A bióloga marinha ‘equivocada’ Emma Smart, 47, recebeu uma ordem de restrição de três anos proibindo-a de estar a menos de 10 metros do Catch no Old Fish Market em Weymouth, Dorset, após tomar a decisão ‘impulsiva’.
Anthony Cooper, proprietário do local do Guia Michelin, guardou a lagosta por dois anos e meio antes do incidente de 10 de abril do ano passado.
Por volta das 21h daquela noite, Smart invadiu o restaurante quando os convidados estavam saindo e foi direto para um aquário.
Ela pegou o crustáceo, que Cooper usou para educar as crianças que visitavam o Catch, antes de passar por dois funcionários que tentaram impedi-la de sair com a peça.
O ativista então soltou a criatura no porto a poucos metros de distância – porém não se sabe se ela sobreviveu à provação, pois nunca mais foi vista.
Smart admitiu a acusação de causar danos criminais a uma lagosta quando compareceu ao Bournemouth Crown Court.
O Crown Prosecution Service não ofereceu provas sobre as acusações de causar sofrimento desnecessário a um animal protegido e agressão em relação às alegações de Smart ter empurrado um membro da equipe.
A ativista dos direitos dos animais Emma Smart, 47, admitiu uma acusação de causar danos criminais a uma lagosta quando compareceu ao Bournemouth Crown Court
Ela foi proibida de chegar a 10 metros do restaurante de frutos do mar Catch (foto) em Weymouth, Dorset, por três anos.
Algumas espécies de lagostins estão listadas como ameaçadas de extinção na Lista Vermelha global de Espécies Ameaçadas da IUCN e protegidas pela Lei da Vida Selvagem e do Campo de 1981 – mas as lagostas não estão.
Ben Thompson, promotor, disse: “Às 21h do dia 10 de abril do ano passado, o réu estava esperando do lado de fora da entrada do restaurante.
“Quando os convidados estão saindo, ela entra e um funcionário tenta empurrá-la para fora da propriedade.
‘Eventualmente, a Sra.

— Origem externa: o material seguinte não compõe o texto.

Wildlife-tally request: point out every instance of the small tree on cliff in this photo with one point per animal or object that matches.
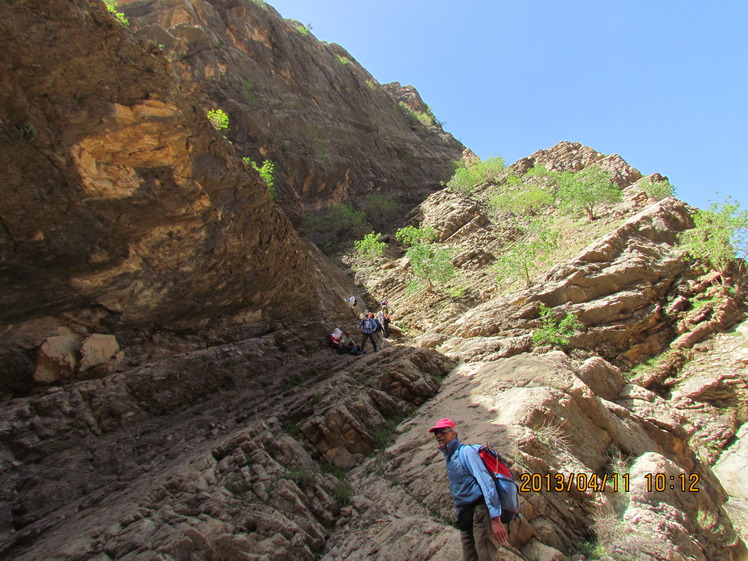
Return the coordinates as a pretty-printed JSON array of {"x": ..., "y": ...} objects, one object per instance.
[
  {"x": 583, "y": 192},
  {"x": 720, "y": 239},
  {"x": 528, "y": 254},
  {"x": 431, "y": 262}
]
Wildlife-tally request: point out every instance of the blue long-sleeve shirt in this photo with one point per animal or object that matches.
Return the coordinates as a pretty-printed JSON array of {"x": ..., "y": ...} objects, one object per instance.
[{"x": 468, "y": 486}]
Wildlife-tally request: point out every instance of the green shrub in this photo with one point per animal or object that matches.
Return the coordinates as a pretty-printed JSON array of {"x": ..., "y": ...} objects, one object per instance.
[
  {"x": 410, "y": 234},
  {"x": 426, "y": 118},
  {"x": 305, "y": 477},
  {"x": 266, "y": 171},
  {"x": 431, "y": 263},
  {"x": 343, "y": 493},
  {"x": 720, "y": 238},
  {"x": 529, "y": 254},
  {"x": 27, "y": 131},
  {"x": 111, "y": 6},
  {"x": 370, "y": 247},
  {"x": 381, "y": 210},
  {"x": 467, "y": 178},
  {"x": 583, "y": 192},
  {"x": 249, "y": 94},
  {"x": 657, "y": 189},
  {"x": 526, "y": 201},
  {"x": 345, "y": 220},
  {"x": 218, "y": 119},
  {"x": 553, "y": 331}
]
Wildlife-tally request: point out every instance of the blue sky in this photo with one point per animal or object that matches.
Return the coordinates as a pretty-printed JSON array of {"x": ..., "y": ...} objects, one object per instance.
[{"x": 662, "y": 83}]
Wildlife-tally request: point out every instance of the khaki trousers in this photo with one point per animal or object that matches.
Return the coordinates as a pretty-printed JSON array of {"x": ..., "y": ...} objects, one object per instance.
[{"x": 479, "y": 544}]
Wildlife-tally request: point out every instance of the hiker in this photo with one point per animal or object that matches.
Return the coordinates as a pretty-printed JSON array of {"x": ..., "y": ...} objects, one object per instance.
[
  {"x": 379, "y": 331},
  {"x": 475, "y": 496},
  {"x": 349, "y": 344},
  {"x": 334, "y": 340},
  {"x": 384, "y": 321},
  {"x": 368, "y": 326},
  {"x": 385, "y": 305}
]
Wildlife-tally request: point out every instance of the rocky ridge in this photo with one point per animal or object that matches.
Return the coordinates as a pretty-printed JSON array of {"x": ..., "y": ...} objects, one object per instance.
[
  {"x": 250, "y": 441},
  {"x": 337, "y": 135}
]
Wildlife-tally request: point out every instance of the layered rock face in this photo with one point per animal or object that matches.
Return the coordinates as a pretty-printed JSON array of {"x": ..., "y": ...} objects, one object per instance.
[
  {"x": 229, "y": 451},
  {"x": 336, "y": 134},
  {"x": 122, "y": 206}
]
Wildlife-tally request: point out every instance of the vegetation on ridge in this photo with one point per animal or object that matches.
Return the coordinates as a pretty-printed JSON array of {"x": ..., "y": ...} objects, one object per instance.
[{"x": 720, "y": 240}]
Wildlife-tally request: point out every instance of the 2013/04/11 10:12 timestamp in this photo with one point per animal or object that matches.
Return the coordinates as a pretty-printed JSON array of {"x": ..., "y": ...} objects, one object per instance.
[{"x": 582, "y": 482}]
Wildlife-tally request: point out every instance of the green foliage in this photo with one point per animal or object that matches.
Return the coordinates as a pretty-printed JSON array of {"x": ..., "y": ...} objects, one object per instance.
[
  {"x": 583, "y": 192},
  {"x": 529, "y": 254},
  {"x": 370, "y": 247},
  {"x": 292, "y": 429},
  {"x": 467, "y": 178},
  {"x": 524, "y": 201},
  {"x": 381, "y": 210},
  {"x": 305, "y": 477},
  {"x": 27, "y": 131},
  {"x": 719, "y": 237},
  {"x": 321, "y": 145},
  {"x": 266, "y": 171},
  {"x": 554, "y": 331},
  {"x": 249, "y": 94},
  {"x": 657, "y": 189},
  {"x": 345, "y": 220},
  {"x": 410, "y": 234},
  {"x": 431, "y": 262},
  {"x": 426, "y": 118},
  {"x": 218, "y": 119},
  {"x": 343, "y": 493},
  {"x": 111, "y": 6}
]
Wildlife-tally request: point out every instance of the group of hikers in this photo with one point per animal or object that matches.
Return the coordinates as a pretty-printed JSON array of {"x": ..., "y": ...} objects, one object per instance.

Smart dirige-se ao tanque que contém o lagostim, que na verdade é uma lagosta.
‘Ele pertencia ao dono do restaurante Anthony Cooper há dois anos e meio e não estava à venda, mas sim por motivos educacionais quando as crianças o visitavam.
‘A Sra. Smart enfiou a mão no aquário e pegou a lagosta. Vários membros da equipe tentaram impedi-la, mas ela saiu e se inclinou sobre um muro antes de colocá-la no porto, e a lagosta não foi mais vista.’

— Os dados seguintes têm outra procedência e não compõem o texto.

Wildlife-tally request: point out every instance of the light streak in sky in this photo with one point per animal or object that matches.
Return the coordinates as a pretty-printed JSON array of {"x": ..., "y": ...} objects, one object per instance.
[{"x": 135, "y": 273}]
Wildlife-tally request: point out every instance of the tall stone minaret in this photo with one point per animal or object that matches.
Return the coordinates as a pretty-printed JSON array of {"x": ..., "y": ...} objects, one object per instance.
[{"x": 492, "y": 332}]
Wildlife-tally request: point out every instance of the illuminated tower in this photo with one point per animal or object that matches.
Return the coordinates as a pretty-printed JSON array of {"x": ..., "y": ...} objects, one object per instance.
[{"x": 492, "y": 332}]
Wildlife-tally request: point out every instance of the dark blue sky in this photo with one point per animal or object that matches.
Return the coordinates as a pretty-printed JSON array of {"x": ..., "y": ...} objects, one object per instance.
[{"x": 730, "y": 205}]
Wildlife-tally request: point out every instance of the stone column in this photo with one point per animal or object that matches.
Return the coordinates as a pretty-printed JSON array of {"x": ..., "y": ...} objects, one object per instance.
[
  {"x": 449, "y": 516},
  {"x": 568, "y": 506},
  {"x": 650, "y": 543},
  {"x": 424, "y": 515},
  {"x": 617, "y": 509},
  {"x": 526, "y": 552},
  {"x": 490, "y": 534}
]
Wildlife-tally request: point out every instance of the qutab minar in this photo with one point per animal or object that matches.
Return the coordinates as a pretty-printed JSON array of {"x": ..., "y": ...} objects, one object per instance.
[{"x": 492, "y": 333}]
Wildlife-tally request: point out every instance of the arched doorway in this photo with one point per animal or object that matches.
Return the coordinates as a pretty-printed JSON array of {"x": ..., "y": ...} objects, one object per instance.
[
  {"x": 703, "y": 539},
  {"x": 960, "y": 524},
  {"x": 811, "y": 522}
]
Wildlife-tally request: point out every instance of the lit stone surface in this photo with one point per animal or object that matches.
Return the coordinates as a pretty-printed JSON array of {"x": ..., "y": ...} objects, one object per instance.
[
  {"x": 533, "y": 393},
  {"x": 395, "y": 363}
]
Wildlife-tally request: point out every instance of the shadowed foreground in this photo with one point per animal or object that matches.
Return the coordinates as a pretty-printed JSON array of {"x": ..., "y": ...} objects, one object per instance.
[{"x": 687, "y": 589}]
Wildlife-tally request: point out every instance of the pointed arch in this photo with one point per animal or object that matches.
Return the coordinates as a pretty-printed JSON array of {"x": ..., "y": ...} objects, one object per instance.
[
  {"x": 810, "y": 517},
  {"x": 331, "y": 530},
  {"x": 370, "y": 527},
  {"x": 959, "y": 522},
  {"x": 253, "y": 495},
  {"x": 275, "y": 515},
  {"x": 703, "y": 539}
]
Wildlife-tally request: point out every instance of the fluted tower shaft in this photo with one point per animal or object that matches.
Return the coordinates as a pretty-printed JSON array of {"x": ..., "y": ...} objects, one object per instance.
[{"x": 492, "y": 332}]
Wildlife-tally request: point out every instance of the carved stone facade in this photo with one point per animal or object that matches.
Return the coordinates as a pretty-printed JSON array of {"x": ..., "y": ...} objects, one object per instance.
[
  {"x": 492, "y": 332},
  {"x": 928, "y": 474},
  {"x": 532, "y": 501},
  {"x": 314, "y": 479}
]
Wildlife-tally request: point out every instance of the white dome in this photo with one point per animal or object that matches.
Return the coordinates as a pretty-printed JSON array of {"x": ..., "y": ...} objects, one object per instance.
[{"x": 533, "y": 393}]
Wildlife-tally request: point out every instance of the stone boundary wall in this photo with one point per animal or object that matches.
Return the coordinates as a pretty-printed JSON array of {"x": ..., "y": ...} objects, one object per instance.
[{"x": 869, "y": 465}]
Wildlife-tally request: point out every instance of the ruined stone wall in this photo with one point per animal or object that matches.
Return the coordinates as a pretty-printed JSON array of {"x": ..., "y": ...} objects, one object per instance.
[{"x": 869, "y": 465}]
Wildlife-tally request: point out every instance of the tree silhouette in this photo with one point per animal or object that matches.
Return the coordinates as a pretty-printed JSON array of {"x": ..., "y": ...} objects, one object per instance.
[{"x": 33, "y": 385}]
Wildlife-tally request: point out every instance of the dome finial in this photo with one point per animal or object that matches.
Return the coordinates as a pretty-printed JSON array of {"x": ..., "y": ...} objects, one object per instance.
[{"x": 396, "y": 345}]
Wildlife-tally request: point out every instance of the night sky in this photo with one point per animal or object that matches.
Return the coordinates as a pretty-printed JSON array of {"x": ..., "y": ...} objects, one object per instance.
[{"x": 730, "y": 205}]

Na defesa, Kitan Ososami disse que a Sra. Smart tomou uma decisão “impulsiva” de pegar a lagosta depois de vê-la no tanque.
Ela disse: ‘Ela agiu por impulso. Ela se preocupa profundamente com os animais e o bem-estar marinho e este foi o fator que a levou a cometer este crime.

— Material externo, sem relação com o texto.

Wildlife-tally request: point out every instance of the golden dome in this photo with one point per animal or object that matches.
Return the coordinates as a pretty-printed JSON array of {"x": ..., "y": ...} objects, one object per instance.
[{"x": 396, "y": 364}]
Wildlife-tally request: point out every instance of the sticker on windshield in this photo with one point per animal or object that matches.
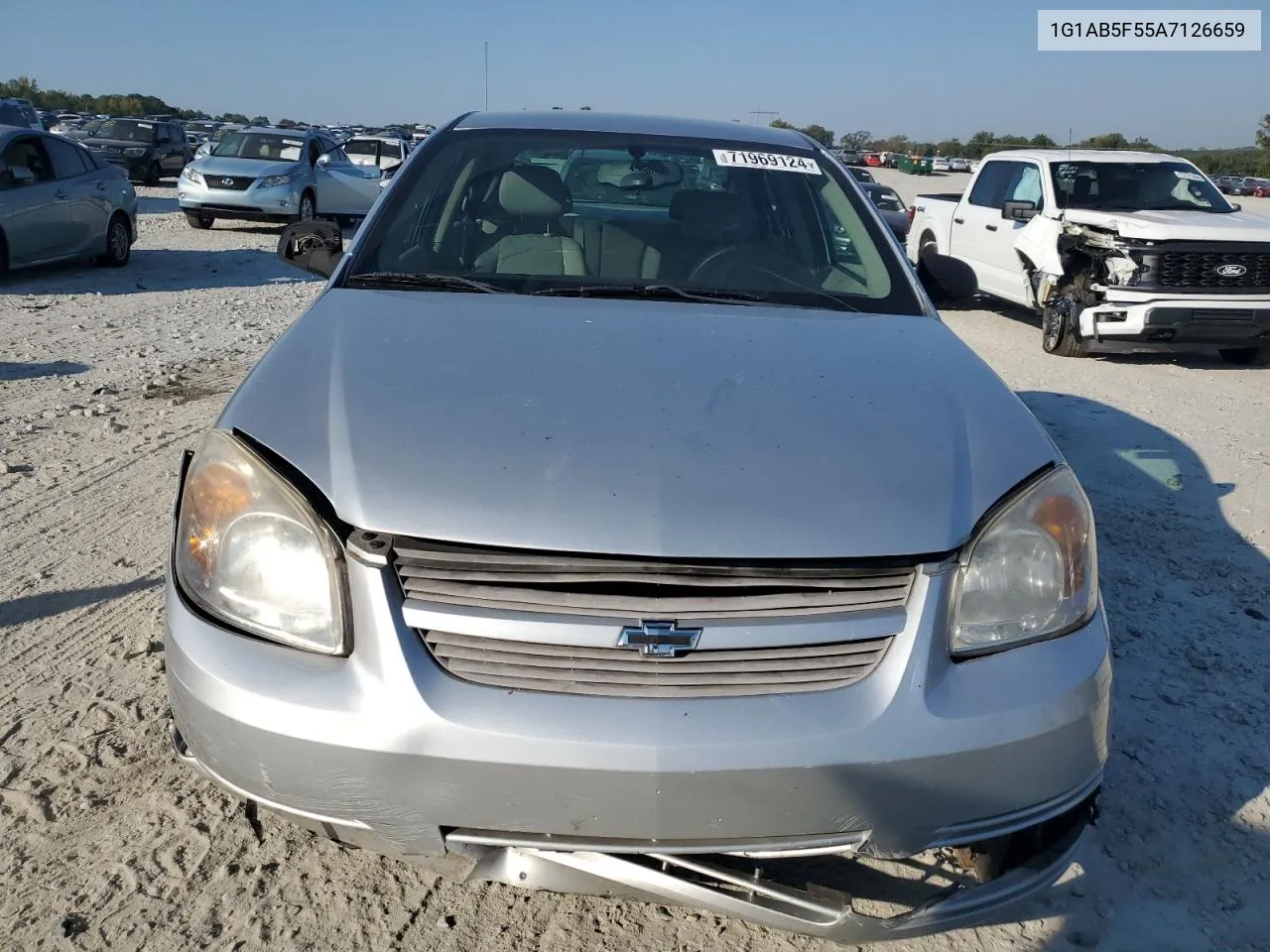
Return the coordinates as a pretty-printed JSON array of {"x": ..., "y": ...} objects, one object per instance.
[{"x": 766, "y": 160}]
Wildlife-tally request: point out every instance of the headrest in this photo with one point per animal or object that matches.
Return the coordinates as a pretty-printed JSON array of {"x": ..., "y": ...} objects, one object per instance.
[
  {"x": 702, "y": 207},
  {"x": 534, "y": 191}
]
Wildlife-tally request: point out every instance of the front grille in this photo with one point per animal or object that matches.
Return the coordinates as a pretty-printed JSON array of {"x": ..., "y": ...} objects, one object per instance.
[
  {"x": 1199, "y": 268},
  {"x": 616, "y": 671},
  {"x": 636, "y": 589},
  {"x": 235, "y": 182}
]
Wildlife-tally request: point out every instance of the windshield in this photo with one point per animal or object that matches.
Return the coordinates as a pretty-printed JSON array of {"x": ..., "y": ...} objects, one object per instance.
[
  {"x": 1135, "y": 186},
  {"x": 127, "y": 131},
  {"x": 267, "y": 146},
  {"x": 579, "y": 212},
  {"x": 885, "y": 199}
]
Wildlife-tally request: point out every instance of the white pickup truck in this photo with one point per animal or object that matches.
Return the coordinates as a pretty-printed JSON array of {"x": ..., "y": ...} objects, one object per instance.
[{"x": 1106, "y": 245}]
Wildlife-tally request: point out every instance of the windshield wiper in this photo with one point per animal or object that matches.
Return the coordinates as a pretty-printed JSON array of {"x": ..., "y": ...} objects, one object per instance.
[
  {"x": 659, "y": 293},
  {"x": 404, "y": 280}
]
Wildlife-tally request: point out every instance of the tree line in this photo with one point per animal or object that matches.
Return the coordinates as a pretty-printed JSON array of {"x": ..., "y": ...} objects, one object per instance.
[{"x": 1251, "y": 160}]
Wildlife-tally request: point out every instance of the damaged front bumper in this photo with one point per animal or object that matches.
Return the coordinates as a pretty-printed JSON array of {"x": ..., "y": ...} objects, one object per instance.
[
  {"x": 754, "y": 881},
  {"x": 1225, "y": 321}
]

Smart pegou a lagosta antes de passar por dois funcionários e soltar a criatura no porto a alguns metros de distância.
Smart, que morava anteriormente em Rodwell Street, Weymouth, mas agora mora em West Wales, recebeu dispensa condicional com duração de oito meses.
O juiz também impôs uma ordem de restrição por três anos proibindo-a de se aproximar de 10 metros do restaurante ou de se aproximar de funcionários ou convidados.
Sua juíza de honra, Susan Evans, disse: “A lagosta não estava lá para consumo. Estava lá para fins educacionais.
‘Você estava determinado a retirá-lo do tanque e colocou-o no porto. Foi algo profundamente equivocado de se ter feito.
‘Não foi nada bom para a lagosta e se ela sobreviveu ou não, não sabemos.’
Smart já havia comparecido ao tribunal por causa de um incidente no mesmo restaurante em 2022, quando ela tentou invadir seu caminho para falar com Sir David Attenborough, que jantou lá.
Ela apelou ao veterano locutor e naturalista para apoiar os ativistas climáticos na prisão e recusou-se a sair quando solicitada, gritando nas escadas onde o locutor comia com a sua equipa de produção.
O ativista foi visto chorando do lado de fora do Bournemouth Crown Court em 2 de setembro
Smart acabou sendo arrastado por dois policiais e pelo dono do restaurante, mas continuou a gritar do lado de fora.
Ela recebeu uma ordem de dispersão da seção 35 e depois foi presa por não cumpri-la.
Mas ela foi inocentada da acusação quando um juiz decidiu que ela não teve tempo suficiente para cumprir a ordem.
Ela já havia sido presa por quatro meses em novembro de 2021, após um protesto climático no Insulate Britain.